12.12: The Day: The Shock of History

Admittedly my knowledge of Korean history is limited. I've gained some awareness after over a decade of watching Korean movies and having from a handful of books about Korean-American history but I can still be surprised by seeing actual events unfold that are well-known to anyone from South Korea. In this case, while I was aware of the military coup that followed the Korean president's assassination in 1979, I did not know any details about the power struggles that preceded the subsequent dictatorship. And so, my cursory knowledge was supplanted by Hollywood happy-ending conditing.

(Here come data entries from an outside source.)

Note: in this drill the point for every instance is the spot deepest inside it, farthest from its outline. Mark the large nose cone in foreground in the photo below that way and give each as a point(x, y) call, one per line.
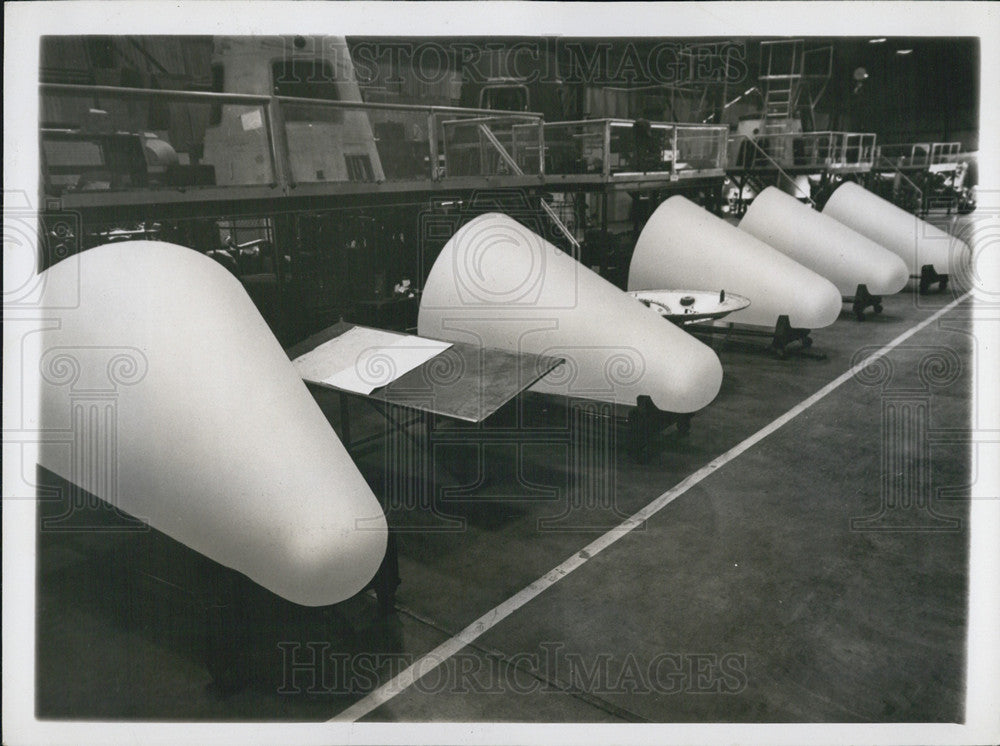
point(684, 246)
point(824, 245)
point(916, 241)
point(498, 284)
point(179, 407)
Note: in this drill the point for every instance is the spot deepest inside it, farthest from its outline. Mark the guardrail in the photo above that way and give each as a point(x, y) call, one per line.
point(921, 154)
point(622, 147)
point(805, 150)
point(106, 138)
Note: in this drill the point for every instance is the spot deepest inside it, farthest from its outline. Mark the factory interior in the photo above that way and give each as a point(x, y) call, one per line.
point(506, 380)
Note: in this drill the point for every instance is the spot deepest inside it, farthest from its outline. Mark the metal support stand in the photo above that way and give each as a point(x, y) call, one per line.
point(863, 299)
point(645, 420)
point(928, 277)
point(783, 335)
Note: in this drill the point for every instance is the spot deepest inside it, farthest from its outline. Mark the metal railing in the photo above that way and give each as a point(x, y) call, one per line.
point(759, 155)
point(617, 147)
point(818, 150)
point(921, 154)
point(107, 138)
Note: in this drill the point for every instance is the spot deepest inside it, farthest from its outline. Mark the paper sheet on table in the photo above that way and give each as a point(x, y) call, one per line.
point(362, 360)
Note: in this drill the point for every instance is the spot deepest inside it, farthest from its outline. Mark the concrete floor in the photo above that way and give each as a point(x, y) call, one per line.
point(750, 598)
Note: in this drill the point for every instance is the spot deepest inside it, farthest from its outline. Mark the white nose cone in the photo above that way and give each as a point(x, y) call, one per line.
point(916, 241)
point(498, 284)
point(174, 402)
point(685, 246)
point(827, 247)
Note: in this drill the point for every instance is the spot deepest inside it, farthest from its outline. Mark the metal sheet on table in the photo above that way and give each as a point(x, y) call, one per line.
point(465, 382)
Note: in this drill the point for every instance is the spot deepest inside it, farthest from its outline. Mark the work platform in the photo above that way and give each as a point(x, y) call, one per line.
point(110, 149)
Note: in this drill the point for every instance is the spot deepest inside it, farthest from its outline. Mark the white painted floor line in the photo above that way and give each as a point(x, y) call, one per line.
point(494, 616)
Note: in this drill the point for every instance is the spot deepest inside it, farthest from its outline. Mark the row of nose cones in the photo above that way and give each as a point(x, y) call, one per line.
point(204, 429)
point(499, 285)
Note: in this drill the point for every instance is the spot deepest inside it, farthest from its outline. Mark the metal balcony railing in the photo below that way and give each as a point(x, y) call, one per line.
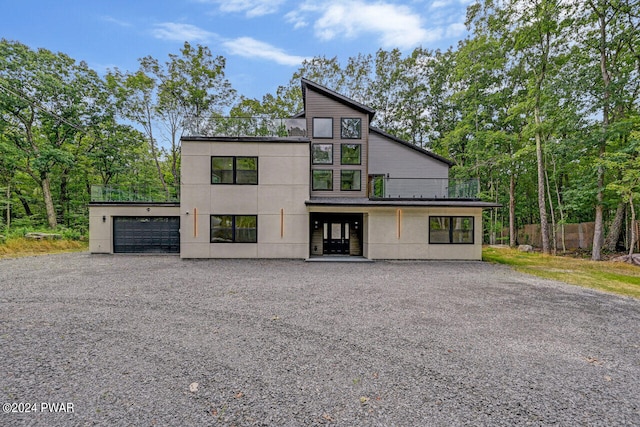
point(248, 126)
point(134, 194)
point(381, 187)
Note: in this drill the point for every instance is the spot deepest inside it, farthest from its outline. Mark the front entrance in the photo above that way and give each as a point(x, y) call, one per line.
point(336, 234)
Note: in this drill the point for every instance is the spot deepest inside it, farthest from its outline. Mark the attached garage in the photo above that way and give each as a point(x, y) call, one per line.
point(139, 234)
point(134, 228)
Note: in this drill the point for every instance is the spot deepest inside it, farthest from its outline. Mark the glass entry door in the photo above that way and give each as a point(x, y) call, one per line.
point(336, 238)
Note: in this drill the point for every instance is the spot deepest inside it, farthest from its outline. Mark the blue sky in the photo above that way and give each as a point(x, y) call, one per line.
point(263, 41)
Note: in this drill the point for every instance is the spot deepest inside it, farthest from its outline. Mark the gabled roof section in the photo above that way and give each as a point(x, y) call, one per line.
point(308, 84)
point(410, 145)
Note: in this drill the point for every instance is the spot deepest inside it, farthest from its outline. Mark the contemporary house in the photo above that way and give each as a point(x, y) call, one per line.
point(321, 184)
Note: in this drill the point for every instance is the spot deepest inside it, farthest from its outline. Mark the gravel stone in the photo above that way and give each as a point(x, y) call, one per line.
point(156, 340)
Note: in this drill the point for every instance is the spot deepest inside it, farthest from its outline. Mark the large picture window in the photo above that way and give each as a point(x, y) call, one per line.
point(322, 154)
point(234, 229)
point(234, 170)
point(350, 180)
point(350, 154)
point(322, 180)
point(451, 230)
point(351, 128)
point(322, 127)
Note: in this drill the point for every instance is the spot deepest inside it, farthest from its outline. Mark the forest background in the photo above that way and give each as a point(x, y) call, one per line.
point(540, 103)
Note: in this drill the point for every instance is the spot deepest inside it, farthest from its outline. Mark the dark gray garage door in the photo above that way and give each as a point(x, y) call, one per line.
point(136, 234)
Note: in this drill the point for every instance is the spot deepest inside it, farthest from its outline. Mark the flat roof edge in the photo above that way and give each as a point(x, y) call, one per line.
point(143, 204)
point(248, 139)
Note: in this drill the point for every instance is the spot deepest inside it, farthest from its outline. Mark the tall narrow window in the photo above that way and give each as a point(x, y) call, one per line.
point(322, 180)
point(322, 154)
point(376, 186)
point(350, 154)
point(322, 127)
point(234, 170)
point(351, 128)
point(234, 228)
point(350, 180)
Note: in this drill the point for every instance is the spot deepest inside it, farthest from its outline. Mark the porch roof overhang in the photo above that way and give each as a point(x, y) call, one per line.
point(400, 203)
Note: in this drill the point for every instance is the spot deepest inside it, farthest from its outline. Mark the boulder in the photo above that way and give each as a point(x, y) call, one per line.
point(42, 236)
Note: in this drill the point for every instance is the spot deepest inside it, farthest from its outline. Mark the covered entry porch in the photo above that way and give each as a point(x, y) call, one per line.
point(336, 234)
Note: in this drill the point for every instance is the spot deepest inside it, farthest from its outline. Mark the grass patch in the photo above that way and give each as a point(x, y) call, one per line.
point(14, 247)
point(615, 277)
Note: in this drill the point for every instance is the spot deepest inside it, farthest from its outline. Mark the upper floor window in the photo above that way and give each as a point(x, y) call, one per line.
point(322, 127)
point(351, 128)
point(322, 154)
point(350, 180)
point(234, 170)
point(451, 229)
point(350, 154)
point(321, 180)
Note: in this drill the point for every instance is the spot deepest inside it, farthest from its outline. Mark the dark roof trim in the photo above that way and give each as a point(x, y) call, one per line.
point(364, 202)
point(136, 204)
point(248, 139)
point(308, 84)
point(409, 145)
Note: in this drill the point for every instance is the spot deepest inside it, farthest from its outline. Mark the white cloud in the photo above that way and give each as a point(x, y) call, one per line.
point(394, 25)
point(252, 8)
point(252, 48)
point(181, 32)
point(456, 30)
point(438, 4)
point(116, 21)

Because of this, while watching Kim Sung Soo's informative feature 12.12: The Day, I was foolishly, even stupidly, expecting that the forces of good — as represented by two-star general Lee Tae-shin (Jung Woo-sung) — would triumph over the forces of evil — embodied by his nemesis, the power-hungry, eventual president Chun Doo-gwang (Hwang Jung-min). Like here in the United States, the integrity of a few individuals, which includes Chief of Staff Jeong Sang-ho (Lee Sung-min), is much too easily, even decisively counterbalanced by the sliminess of a single man like National Defense Minister Oh Guk Sang (Kim Eui-sung). That the Korean people were eventually able to restore their government to something closer to a true democracy is kind of amazing. In that sense, 12.12: The Day does give one a glimmer of hope. In the streets but not on the telephone.